Abstract: Artificial Intelligence is already helping many businesses become more competitive, but how do you move machine learning (ML) models efficiently from research to production? We believe it is imperative to plan for production from day one—both by using a discipline process and by choosing the right tools. Fortunately, we don’t have to build from scratch, as Machine Learning Engineers we can adapt many of the best practices from the DevOps playbook and apply them to the ML workflow.
In this session, we explain some of the ML development best practices we have developed from working in the trenches. The core of our approach comes down to a philosophy of engineering discipline around “being the Navy, and not pirates.” Wherever possible, we explain how to reduce the incidental complexity in ML development by using appropriate tooling and process. We deep dive into certain best practices like using Docker on day one, continuous integration for ML, experiment tracking using MLFlow, and experimenting at scale in the cloud.
Session Outline
* Background (10 mins)
* Key Lessons
** Use Docker on Day One (25 min)
** Use a Structured ML Software Workflow (25 min)
** Downstream Containerization Benefits (15 min)
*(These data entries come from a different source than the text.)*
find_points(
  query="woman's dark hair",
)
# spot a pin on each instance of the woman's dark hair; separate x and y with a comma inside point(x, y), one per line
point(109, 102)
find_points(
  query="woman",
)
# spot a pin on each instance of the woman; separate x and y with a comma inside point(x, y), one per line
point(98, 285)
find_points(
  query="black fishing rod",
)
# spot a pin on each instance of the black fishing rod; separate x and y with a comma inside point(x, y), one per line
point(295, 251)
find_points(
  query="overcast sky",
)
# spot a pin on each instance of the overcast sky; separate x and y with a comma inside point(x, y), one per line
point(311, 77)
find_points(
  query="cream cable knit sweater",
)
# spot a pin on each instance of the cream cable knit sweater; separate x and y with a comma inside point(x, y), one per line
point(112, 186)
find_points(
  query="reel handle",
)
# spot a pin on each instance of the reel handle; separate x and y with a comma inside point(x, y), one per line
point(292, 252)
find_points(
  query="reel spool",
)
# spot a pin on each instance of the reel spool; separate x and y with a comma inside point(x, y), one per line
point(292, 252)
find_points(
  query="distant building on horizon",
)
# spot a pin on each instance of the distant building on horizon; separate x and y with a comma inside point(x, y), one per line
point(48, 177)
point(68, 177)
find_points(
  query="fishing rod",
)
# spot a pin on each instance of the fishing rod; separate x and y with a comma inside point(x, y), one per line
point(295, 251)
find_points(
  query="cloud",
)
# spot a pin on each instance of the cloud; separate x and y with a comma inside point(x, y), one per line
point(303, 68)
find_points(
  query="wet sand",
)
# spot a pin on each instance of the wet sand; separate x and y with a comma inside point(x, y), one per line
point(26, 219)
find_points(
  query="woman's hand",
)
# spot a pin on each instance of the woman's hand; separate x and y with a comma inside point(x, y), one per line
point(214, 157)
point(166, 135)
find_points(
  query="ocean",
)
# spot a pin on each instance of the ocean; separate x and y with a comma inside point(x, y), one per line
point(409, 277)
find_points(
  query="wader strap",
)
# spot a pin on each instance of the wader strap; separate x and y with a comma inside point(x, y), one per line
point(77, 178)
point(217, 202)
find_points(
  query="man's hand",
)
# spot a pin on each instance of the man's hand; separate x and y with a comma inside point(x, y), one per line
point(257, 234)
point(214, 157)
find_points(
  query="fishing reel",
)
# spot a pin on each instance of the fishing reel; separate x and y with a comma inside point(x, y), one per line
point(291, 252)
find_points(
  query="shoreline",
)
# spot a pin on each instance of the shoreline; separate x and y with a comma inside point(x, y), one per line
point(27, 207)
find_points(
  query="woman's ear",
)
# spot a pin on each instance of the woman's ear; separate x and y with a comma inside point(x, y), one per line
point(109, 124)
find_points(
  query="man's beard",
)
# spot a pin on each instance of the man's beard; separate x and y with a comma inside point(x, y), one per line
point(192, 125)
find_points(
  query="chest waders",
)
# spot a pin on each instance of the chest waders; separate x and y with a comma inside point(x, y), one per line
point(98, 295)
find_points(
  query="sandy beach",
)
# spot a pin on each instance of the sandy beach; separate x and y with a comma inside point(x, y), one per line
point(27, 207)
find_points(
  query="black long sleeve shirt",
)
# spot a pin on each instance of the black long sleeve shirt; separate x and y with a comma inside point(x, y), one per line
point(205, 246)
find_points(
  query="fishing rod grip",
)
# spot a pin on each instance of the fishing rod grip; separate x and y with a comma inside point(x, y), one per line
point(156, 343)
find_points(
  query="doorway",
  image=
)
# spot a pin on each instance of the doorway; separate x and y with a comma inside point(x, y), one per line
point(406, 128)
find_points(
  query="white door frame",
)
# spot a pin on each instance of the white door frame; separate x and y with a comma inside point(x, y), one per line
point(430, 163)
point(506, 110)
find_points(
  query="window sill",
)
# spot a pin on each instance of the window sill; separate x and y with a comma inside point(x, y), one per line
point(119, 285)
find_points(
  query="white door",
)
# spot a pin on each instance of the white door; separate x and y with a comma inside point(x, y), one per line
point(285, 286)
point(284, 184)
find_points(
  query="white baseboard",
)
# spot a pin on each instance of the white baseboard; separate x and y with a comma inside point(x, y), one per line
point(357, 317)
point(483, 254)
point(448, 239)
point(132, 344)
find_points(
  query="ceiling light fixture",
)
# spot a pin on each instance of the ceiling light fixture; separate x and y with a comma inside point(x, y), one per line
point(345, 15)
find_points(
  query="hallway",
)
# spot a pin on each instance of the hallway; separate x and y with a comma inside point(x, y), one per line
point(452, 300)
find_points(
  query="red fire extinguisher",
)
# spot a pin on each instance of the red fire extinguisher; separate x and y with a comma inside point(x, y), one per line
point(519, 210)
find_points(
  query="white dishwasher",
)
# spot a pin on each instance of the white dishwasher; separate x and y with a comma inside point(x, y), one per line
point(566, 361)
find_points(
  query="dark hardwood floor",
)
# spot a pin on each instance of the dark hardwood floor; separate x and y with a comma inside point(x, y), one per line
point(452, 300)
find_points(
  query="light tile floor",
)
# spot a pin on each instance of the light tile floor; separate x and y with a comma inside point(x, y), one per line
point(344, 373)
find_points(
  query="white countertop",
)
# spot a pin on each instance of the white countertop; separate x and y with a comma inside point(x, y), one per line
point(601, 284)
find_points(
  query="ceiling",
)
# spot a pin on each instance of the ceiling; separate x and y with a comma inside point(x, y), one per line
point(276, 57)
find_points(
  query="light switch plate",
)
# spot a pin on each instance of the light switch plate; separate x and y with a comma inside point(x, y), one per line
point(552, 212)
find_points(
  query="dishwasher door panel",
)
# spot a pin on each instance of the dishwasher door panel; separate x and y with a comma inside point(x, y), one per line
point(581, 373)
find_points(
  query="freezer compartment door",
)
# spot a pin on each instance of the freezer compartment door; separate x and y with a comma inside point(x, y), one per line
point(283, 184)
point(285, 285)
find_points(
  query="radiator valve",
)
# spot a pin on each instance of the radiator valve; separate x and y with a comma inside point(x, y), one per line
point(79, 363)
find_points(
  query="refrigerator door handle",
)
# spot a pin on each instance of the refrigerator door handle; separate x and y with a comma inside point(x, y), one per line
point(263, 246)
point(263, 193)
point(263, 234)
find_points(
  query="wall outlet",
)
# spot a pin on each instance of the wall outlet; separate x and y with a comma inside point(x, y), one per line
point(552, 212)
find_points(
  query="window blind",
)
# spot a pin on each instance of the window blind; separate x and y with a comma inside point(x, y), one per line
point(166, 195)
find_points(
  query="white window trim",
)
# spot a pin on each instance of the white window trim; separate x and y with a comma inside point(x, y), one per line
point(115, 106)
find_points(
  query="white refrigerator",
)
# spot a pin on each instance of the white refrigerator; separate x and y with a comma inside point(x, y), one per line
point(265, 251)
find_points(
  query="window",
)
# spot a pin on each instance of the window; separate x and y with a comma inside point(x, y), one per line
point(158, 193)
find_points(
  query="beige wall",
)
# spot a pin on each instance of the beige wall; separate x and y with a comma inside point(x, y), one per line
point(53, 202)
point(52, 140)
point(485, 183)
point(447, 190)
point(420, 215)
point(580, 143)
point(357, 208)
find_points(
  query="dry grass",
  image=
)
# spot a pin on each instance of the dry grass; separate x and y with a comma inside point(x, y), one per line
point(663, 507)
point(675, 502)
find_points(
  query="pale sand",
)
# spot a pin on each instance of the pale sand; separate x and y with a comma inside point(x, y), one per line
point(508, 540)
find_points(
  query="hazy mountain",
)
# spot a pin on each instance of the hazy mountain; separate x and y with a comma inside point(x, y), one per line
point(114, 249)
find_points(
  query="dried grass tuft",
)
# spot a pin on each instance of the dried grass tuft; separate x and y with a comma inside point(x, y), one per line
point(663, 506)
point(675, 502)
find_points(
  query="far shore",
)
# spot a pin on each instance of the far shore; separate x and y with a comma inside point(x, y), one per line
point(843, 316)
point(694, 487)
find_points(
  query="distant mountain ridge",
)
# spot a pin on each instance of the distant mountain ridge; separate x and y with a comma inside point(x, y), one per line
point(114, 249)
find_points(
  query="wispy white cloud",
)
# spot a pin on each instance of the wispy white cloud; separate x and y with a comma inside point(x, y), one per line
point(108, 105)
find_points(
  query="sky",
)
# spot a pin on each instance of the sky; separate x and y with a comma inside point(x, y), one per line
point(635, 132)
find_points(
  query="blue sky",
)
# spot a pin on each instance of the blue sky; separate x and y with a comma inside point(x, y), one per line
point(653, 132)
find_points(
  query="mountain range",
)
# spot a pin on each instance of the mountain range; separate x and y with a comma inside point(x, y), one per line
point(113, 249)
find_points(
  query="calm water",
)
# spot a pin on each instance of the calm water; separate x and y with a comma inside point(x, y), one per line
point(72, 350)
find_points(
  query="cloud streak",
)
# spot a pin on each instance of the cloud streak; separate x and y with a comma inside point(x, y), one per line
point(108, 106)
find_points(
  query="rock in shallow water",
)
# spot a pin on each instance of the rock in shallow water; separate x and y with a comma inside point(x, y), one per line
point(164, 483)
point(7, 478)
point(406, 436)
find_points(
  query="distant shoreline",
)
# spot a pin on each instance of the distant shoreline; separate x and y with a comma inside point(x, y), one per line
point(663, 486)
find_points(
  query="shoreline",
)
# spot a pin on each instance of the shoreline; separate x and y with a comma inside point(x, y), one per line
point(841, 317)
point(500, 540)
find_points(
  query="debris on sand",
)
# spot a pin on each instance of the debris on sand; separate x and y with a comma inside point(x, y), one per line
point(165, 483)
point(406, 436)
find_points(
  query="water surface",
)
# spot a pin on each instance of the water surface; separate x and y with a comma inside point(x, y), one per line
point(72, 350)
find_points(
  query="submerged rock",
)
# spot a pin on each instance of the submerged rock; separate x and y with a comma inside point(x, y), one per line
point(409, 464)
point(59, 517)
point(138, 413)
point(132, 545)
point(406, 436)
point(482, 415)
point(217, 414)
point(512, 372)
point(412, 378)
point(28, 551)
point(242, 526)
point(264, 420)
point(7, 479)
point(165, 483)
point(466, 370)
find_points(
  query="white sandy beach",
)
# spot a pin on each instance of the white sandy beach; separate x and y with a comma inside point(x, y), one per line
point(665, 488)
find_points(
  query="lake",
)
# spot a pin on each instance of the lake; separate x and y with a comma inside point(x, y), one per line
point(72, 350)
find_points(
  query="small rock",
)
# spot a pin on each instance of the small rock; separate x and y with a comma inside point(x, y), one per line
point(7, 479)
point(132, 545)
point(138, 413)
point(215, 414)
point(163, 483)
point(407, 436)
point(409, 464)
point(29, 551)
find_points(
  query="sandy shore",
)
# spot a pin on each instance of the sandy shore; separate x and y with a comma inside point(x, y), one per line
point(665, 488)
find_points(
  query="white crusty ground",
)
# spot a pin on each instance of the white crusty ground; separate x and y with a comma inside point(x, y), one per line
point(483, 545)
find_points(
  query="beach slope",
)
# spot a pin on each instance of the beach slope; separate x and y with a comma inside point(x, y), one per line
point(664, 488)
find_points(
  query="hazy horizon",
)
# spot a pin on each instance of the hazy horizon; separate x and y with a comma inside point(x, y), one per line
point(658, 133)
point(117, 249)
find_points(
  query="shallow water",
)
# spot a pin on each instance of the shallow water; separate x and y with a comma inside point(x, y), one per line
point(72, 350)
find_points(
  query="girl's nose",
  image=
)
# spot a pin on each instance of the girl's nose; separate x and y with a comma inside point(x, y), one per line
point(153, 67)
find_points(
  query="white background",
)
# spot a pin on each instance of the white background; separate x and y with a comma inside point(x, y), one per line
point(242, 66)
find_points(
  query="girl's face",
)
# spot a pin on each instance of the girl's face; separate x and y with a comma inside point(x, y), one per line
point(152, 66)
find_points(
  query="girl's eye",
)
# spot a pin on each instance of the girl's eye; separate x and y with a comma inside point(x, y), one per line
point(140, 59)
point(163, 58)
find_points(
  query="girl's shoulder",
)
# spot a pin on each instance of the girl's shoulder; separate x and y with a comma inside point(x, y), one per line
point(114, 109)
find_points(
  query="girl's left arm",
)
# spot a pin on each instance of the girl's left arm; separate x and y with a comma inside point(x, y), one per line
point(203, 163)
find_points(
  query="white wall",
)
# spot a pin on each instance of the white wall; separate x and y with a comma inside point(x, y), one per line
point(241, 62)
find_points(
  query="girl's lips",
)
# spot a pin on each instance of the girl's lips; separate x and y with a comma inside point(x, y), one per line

* Conclusion / Q&A (15 min)
Background Knowledge
Python, Git
Bio: As CTO for Manifold, Sourav is responsible for the overall delivery of data science and data product services to make clients successful. Before Manifold, Sourav led teams to build data products across the technology stack, from smart thermostats and security cams (Google / Nest) to power grid forecasting (AutoGrid) to wireless communication chips (Qualcomm). He holds patents for his work, has been published in several IEEE journals, and has won numerous awards. He earned his PhD, MS, and BS degrees from MIT in Electrical Engineering and Computer Science.